While learning to ski, skiers in this class with cerebral palsy may use ski-bras, bungee cords, outriggers, slant boards or toe boards.

=== Standing volleyball ===
Standing volleyball is a disability sport variant open to people with different types of permanent minimal disabilities, with two different grades of teams depending on the severity of their disability. CP7 and CP8 sportspeople are eligible to participate in Grade A. This grade includes people who have finger amputations.

=== Swimming ===
CP7 swimmers are often classified in S7, S8, S9 or S10 because of their hemiplegia and spasticity. The less severe, the closer they are to S10.

Because of the neuromuscular nature of their disability, they have slower start times than other people in their classes. They are also more likely to interlock their hands when underwater in some strokes to prevent hand drift, which increases drag while swimming. For S8 classified swimmers with CP, they are able to record long distances underwater. The longest distances Paralympic S8 swimmers can measure are often half that of comparable Olympic counters. This is attributed to neuromuscular related drag issues. CP swimmers are more efficient at above water swimming than underwater swimming.

CP7 swimmers tend to have a passive normalized drag in the range of 0.6 to 0.8. This puts them into the passive drag band of PDB6, PDB8, and PDB9.
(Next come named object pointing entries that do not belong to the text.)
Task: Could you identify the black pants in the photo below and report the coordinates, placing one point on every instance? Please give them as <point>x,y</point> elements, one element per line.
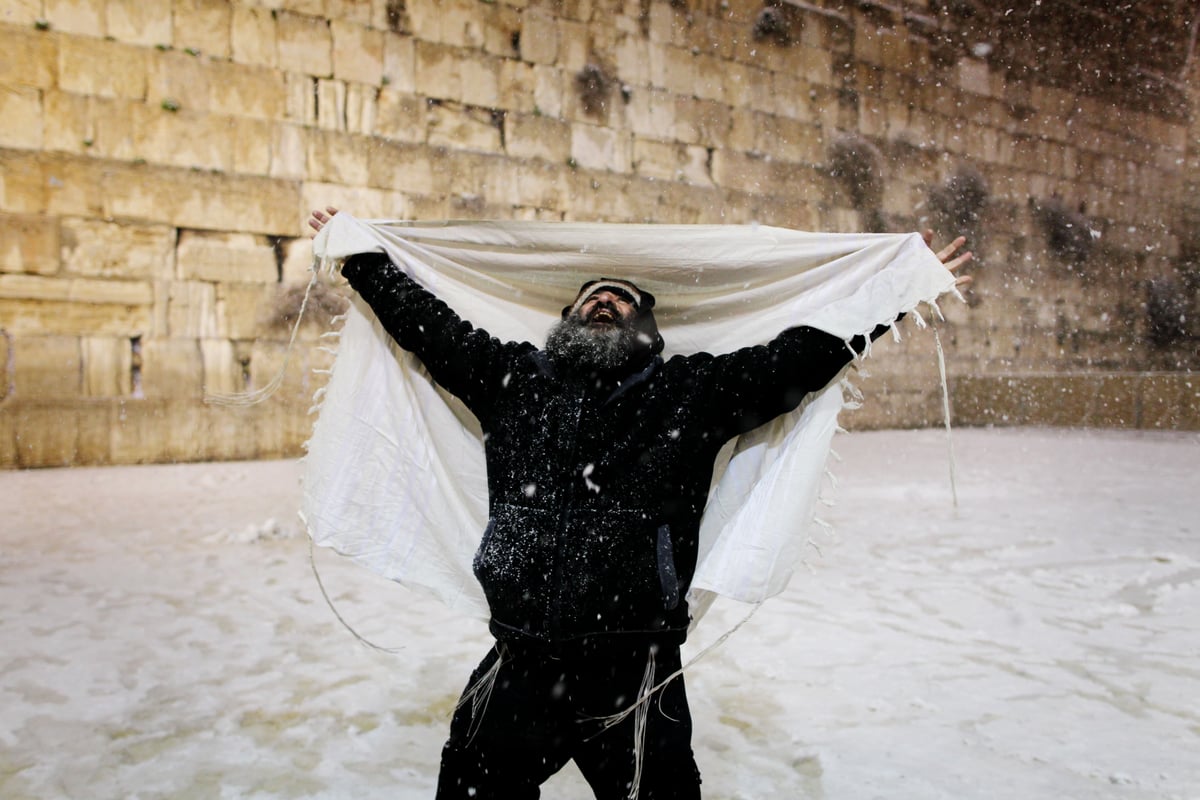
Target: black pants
<point>544,710</point>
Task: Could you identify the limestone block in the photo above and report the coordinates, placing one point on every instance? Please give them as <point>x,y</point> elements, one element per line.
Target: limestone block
<point>253,145</point>
<point>107,362</point>
<point>222,367</point>
<point>361,108</point>
<point>29,244</point>
<point>633,53</point>
<point>111,128</point>
<point>400,64</point>
<point>540,185</point>
<point>401,116</point>
<point>407,168</point>
<point>480,82</point>
<point>108,250</point>
<point>82,290</point>
<point>787,139</point>
<point>22,12</point>
<point>297,268</point>
<point>240,90</point>
<point>244,311</point>
<point>651,113</point>
<point>305,44</point>
<point>311,7</point>
<point>192,310</point>
<point>301,101</point>
<point>202,200</point>
<point>358,53</point>
<point>437,71</point>
<point>45,434</point>
<point>171,368</point>
<point>361,202</point>
<point>547,90</point>
<point>360,12</point>
<point>66,127</point>
<point>793,96</point>
<point>527,136</point>
<point>184,138</point>
<point>203,25</point>
<point>671,161</point>
<point>539,37</point>
<point>46,366</point>
<point>28,58</point>
<point>253,36</point>
<point>331,104</point>
<point>501,24</point>
<point>82,17</point>
<point>601,148</point>
<point>138,22</point>
<point>337,158</point>
<point>103,68</point>
<point>577,46</point>
<point>465,128</point>
<point>289,151</point>
<point>225,257</point>
<point>179,79</point>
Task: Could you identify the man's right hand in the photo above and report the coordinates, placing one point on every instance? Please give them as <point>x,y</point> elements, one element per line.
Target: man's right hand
<point>318,218</point>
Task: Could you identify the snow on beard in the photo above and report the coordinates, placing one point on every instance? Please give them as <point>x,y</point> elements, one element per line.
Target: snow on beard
<point>575,344</point>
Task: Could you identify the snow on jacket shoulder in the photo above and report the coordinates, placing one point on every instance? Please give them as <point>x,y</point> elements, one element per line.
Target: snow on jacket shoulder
<point>597,483</point>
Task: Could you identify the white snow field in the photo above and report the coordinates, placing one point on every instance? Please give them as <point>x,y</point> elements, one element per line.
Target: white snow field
<point>162,636</point>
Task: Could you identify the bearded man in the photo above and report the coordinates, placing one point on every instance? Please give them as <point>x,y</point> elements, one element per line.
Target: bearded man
<point>600,455</point>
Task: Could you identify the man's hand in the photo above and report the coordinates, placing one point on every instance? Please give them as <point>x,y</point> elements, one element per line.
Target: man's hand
<point>318,218</point>
<point>947,257</point>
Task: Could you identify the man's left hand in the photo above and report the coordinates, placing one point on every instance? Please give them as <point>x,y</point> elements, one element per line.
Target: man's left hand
<point>947,257</point>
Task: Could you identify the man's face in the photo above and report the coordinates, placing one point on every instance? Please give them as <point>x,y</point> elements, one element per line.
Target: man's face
<point>605,310</point>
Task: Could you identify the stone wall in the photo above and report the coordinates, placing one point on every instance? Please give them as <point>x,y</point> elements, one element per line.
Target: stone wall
<point>157,160</point>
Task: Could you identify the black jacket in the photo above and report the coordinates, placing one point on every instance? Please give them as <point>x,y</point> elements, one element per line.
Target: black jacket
<point>597,483</point>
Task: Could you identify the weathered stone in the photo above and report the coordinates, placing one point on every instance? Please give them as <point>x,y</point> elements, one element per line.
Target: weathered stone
<point>28,58</point>
<point>537,137</point>
<point>191,310</point>
<point>106,366</point>
<point>203,25</point>
<point>358,52</point>
<point>305,44</point>
<point>109,250</point>
<point>539,37</point>
<point>82,17</point>
<point>172,368</point>
<point>223,257</point>
<point>466,128</point>
<point>46,366</point>
<point>253,36</point>
<point>600,148</point>
<point>29,244</point>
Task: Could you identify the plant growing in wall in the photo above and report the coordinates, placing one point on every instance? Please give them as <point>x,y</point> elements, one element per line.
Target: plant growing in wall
<point>858,168</point>
<point>1068,232</point>
<point>594,86</point>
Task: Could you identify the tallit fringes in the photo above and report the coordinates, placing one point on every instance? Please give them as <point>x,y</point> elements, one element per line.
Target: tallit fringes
<point>245,400</point>
<point>946,415</point>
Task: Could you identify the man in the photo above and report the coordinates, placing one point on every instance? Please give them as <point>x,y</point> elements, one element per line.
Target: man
<point>599,462</point>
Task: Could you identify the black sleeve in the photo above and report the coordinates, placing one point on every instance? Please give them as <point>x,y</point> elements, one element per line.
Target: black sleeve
<point>751,386</point>
<point>465,360</point>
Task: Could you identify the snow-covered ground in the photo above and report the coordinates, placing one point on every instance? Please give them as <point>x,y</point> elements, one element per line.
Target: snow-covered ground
<point>162,636</point>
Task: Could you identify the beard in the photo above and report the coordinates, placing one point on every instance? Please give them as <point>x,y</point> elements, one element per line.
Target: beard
<point>579,347</point>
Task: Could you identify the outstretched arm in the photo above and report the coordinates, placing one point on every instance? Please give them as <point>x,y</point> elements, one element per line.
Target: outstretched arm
<point>461,358</point>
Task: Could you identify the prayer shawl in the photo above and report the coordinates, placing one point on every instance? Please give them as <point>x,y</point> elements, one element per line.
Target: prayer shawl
<point>395,475</point>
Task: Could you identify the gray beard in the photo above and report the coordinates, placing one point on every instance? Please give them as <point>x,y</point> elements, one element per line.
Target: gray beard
<point>580,348</point>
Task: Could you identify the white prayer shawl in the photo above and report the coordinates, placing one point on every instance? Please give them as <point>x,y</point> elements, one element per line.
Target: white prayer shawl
<point>395,475</point>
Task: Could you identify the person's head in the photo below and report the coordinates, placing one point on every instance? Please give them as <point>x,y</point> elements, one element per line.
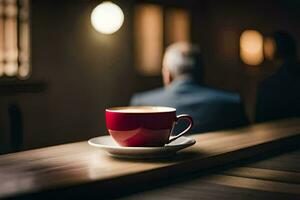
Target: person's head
<point>280,46</point>
<point>182,59</point>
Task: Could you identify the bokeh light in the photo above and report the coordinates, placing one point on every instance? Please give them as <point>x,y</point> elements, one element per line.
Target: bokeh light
<point>107,17</point>
<point>269,48</point>
<point>251,47</point>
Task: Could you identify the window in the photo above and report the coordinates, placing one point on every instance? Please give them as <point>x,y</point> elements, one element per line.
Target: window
<point>154,27</point>
<point>14,39</point>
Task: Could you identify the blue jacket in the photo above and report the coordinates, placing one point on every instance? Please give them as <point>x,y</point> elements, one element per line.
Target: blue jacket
<point>211,109</point>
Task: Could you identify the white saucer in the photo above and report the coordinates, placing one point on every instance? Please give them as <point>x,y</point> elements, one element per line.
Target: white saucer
<point>107,144</point>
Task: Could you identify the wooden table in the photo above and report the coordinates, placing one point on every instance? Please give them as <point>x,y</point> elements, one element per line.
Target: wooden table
<point>79,171</point>
<point>272,178</point>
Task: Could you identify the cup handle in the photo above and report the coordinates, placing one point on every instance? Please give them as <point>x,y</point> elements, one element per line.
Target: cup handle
<point>186,117</point>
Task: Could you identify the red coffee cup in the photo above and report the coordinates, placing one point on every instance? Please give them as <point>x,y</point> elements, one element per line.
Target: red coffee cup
<point>136,126</point>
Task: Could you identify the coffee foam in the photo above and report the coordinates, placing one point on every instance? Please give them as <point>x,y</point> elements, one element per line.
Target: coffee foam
<point>141,109</point>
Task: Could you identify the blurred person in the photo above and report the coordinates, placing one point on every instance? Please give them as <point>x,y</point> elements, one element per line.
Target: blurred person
<point>279,95</point>
<point>182,72</point>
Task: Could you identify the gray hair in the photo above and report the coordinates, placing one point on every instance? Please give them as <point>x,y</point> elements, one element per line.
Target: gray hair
<point>183,58</point>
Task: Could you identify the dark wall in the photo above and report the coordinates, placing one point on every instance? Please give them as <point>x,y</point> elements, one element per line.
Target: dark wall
<point>86,72</point>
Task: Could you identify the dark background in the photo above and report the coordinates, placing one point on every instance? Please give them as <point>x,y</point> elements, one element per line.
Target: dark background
<point>85,72</point>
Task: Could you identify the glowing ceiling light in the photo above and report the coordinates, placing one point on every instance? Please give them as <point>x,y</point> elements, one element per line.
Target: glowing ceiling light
<point>107,17</point>
<point>251,47</point>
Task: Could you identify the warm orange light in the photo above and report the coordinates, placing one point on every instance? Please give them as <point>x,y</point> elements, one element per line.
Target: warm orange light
<point>251,47</point>
<point>107,17</point>
<point>148,30</point>
<point>269,48</point>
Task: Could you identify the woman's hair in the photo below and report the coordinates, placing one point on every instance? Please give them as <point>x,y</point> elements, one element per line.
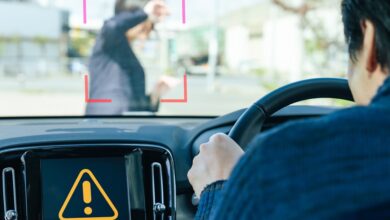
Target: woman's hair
<point>125,5</point>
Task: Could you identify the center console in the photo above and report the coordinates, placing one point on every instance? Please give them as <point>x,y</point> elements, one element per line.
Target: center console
<point>87,181</point>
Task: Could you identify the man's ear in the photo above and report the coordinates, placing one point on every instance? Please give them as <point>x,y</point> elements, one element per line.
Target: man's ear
<point>369,49</point>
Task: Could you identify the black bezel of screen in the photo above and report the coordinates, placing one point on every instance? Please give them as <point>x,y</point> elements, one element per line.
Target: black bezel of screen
<point>32,170</point>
CP7 swimmers experience swimmers shoulder, a swimming related injury, at rates similar to their able-bodied counterparts. When fatigued, asymmetry in their stroke becomes a problem for swimmers in this class. The integrated classification system used for swimming, where swimmers with CP compete against those with other disabilities, is subject to criticisms has been that the nature of CP is that greater exertion leads to decreased dexterity and fine motor movements. This puts competitors with CP at a disadvantage when competing against people with amputations who do not lose coordination as a result of exertion.

=== Other sports ===
People with cerebral palsy are eligible to compete at the elite level in a number of other sports including wheelchair fencing, wheelchair basketball, table tennis, sledge hockey, powerlifting, rowing, sailing, shooting, archery, para-equestrian. They can also participate in cycling, where they compete in the C4 class. In race running, CP7 may be classified as RR4. Para-Taekwondo is another sport open to CP5, CP6, CP7 and CP8 class competitors. Early on, the CP7 classification competed as CP7 before a different sport specific classification system was developed.